Hi @eguiraud definetly what you posted before helped me!

The difference in the input was just a mistake copy-pasting the code, sorry
It seems that what really helped was the point 2, the histogram model. Now I get exactly the same plot:

No RDataframe:

import ROOT
inputFile2 = ROOT.TFile.Open(inputDir+"ROOT_files/He3_calib_35_0.root")
PAD = ROOT.TH1F("PAD_4", "PAD_4", 4096,0,4096)
PADs_Calib_tree = inputFile2.Get("t")
for events in PADs_Calib_tree:
    Epad3=0
    if PADs_Calib_tree.HITS_ADC4 != 0:
        for i in range(PADs_Calib_tree.HITS_ADC4):
            if PADs_Calib_tree.ADC4[i] == 4:
                Epad3 = PADs_Calib_tree.CH_ADC4[i]
                PAD.Fill(Epad3)
   PAD.Draw()

With RDataFrame:

>>> import ROOT
>>> inputDir = '~/Documents/IEM/3He_CMAM/'
>>> d = ROOT.RDataFrame('t', inputDir+"ROOT_files/He3_calib_35_0.root")
>>> model = ROOT.RDF.TH1DModel("h", "h", 4096, 0, 4096)
>>> h = d.Define("good_channels", "CH_ADC4[ADC4 == 4]").Histo1D(model, "good_channels")
>>> h.Draw()

Regarding to point number 3 my HITS_ADCX are just values (int) while CH_ADCX and ADCX are arrays. By default my TTree is filled with relevant values from position 0 to [HITS_ADCX], for example If I have 3 hits in a given event in channels 28, 0 and 15 my ADC and CH_ADCX will look like:
ADCX=[28, 0, 15, 0, 0, 0, …, 0]
CH_ADCX=[400, 1345, 3567, 0, 0, 0, …, 0]
So if I do:

h = d.Define("good_channels", "CH_ADC4[ADC4 == 0]").Histo1D(model, "good_channels")
h.Draw()

I get this:

Which is correct but I have a lot of counts at x=0 because arrays are filled with 0 (right figure), is there any way to say, just plot ADCX==0 if it’s position is < HITS_ADCX. I don’t know if I explain myself, I’m completly new using RDataFrame.

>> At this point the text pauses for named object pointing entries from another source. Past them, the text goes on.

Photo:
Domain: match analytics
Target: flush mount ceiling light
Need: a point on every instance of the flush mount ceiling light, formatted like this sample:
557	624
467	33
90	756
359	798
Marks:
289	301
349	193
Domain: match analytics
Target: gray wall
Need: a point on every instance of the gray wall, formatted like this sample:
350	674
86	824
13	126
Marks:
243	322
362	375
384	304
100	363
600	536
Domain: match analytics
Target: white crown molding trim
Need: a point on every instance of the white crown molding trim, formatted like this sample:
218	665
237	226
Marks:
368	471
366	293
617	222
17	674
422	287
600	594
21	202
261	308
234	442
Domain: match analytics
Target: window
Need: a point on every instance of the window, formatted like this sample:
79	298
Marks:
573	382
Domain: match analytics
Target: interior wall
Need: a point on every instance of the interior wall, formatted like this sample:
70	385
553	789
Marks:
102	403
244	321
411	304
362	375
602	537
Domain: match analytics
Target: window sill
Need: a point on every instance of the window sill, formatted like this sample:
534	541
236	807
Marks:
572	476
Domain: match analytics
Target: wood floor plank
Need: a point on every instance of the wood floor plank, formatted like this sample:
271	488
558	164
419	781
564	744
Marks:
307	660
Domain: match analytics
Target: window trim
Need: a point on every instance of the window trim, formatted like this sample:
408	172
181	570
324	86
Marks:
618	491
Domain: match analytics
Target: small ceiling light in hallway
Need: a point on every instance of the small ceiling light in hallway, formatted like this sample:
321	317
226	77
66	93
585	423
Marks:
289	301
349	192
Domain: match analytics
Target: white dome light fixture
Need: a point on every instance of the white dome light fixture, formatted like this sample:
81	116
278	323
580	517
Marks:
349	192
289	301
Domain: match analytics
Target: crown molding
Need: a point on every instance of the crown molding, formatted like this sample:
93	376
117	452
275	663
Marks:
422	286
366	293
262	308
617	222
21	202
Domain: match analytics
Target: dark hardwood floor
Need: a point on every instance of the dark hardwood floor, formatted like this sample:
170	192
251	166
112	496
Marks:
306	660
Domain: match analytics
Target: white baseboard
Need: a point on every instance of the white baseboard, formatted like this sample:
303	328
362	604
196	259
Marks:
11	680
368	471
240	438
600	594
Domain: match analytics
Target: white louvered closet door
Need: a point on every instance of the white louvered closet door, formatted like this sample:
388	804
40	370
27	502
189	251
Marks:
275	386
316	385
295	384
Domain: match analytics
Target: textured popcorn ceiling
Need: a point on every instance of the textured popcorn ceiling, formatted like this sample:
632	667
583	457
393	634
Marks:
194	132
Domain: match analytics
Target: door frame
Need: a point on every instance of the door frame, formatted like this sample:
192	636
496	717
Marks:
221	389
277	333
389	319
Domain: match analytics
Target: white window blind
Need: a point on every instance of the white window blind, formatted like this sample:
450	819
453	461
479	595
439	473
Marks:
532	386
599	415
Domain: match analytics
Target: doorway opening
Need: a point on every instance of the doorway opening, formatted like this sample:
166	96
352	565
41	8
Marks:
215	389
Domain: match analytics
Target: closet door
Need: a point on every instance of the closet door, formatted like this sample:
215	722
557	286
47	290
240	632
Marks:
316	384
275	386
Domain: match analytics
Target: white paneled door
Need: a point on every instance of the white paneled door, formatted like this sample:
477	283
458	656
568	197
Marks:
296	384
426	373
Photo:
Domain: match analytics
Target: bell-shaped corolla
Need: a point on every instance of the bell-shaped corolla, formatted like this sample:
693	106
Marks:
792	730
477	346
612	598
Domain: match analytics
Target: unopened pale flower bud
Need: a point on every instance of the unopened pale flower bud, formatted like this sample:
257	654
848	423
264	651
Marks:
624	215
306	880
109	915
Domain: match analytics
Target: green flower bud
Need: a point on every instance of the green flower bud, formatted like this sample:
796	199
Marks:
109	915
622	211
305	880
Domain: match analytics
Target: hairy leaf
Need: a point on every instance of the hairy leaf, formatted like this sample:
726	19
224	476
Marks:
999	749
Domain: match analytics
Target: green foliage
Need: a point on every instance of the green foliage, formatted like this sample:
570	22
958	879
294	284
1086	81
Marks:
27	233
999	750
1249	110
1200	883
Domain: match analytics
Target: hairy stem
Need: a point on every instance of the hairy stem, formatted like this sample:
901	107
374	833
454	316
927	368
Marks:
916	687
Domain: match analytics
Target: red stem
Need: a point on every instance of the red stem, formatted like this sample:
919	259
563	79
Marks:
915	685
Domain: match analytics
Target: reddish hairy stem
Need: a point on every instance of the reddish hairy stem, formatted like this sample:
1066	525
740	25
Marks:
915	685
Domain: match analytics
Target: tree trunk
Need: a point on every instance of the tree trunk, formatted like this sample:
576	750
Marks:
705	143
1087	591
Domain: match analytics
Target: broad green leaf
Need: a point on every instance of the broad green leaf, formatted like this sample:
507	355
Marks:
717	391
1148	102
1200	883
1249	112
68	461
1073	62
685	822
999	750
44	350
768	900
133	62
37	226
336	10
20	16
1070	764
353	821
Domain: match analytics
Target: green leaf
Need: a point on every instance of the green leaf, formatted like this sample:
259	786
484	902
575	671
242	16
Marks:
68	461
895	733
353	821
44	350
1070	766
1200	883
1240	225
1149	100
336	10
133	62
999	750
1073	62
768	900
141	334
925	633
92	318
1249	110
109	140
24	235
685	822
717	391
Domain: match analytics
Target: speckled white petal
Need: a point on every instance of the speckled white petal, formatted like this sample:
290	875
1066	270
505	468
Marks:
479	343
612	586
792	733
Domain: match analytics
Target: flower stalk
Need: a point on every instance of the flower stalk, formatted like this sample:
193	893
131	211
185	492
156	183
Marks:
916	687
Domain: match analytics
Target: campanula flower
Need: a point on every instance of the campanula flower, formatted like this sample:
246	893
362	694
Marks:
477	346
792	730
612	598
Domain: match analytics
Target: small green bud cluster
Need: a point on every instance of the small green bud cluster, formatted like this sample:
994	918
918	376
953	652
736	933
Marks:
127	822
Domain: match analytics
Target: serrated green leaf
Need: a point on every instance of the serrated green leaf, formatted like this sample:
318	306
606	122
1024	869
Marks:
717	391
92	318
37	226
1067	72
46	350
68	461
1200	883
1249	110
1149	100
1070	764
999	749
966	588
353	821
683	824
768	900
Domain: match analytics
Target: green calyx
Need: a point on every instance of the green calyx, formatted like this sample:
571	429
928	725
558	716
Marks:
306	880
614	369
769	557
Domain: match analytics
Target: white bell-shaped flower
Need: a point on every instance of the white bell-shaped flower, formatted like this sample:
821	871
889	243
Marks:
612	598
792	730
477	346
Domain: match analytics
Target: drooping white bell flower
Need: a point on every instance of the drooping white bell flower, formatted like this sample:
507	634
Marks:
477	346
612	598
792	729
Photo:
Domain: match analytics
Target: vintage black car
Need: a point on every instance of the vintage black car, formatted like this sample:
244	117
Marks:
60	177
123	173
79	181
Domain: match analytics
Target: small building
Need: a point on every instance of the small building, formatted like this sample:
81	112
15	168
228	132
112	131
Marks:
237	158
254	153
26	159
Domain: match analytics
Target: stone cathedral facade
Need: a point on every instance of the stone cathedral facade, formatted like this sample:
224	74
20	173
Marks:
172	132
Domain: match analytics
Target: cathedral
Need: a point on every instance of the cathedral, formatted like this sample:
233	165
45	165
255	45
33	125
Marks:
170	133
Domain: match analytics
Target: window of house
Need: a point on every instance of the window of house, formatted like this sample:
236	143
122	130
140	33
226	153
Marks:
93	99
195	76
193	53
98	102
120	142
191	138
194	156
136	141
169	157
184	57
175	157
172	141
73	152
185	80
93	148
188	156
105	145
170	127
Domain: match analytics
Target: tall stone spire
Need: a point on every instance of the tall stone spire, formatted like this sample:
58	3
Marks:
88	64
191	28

And thank you very much again @eguiraud and @etejedor for ALL your help.

eguiraud · February 22, 2021, 1:21pm

Great, ok so the histogram was correct, it just looked different because of the different binning.

To discard the trailing 0’s that you don’t want to consider, just Take the first HITS_ADCX elements before plotting:

Define("good_channels", "Take(CH_ADC4[ADC4 == 0], HITS_ADC4)")

Cheers,
Enrico

EDIT:
if there are many entries for which HITS_ADC4 is 0, the loop might run faster if you add a Filter("HITS_ADC4 > 0") before the Define (so the logic after the Filter only runs if HITS_ADC4 > 0). If that’s almost never the case, the overhead of checking the Filter might be more than the computation you skip.

EDIT2:
and finally, don’t forget to book all RDF operations (e.g. do all the Histo1D calls you need) before you access any of the results (e.g. via h.Draw()), so RDataFrame accumulates “stuff to do” and fills all your histograms in the same event loop.

VicenteGT · February 22, 2021, 5:00pm

Thank you very much again for your help. Everything works nice now.

EDIT2:
and finally, don’t forget to book all RDF operations (e.g. do all the Histo1D calls you need) before you access any of the results (e.g. via h.Draw() ), so RDataFrame accumulates “stuff to do” and fills all your histograms in the same event loop.

Specially this part is awesome, so if I’m going to plot 160 histograms, don’t need 160 loops actually.

Really thanks again!

system · March 8, 2021, 5:01pm

This topic was automatically closed 14 days after the last reply. New replies are no longer allowed.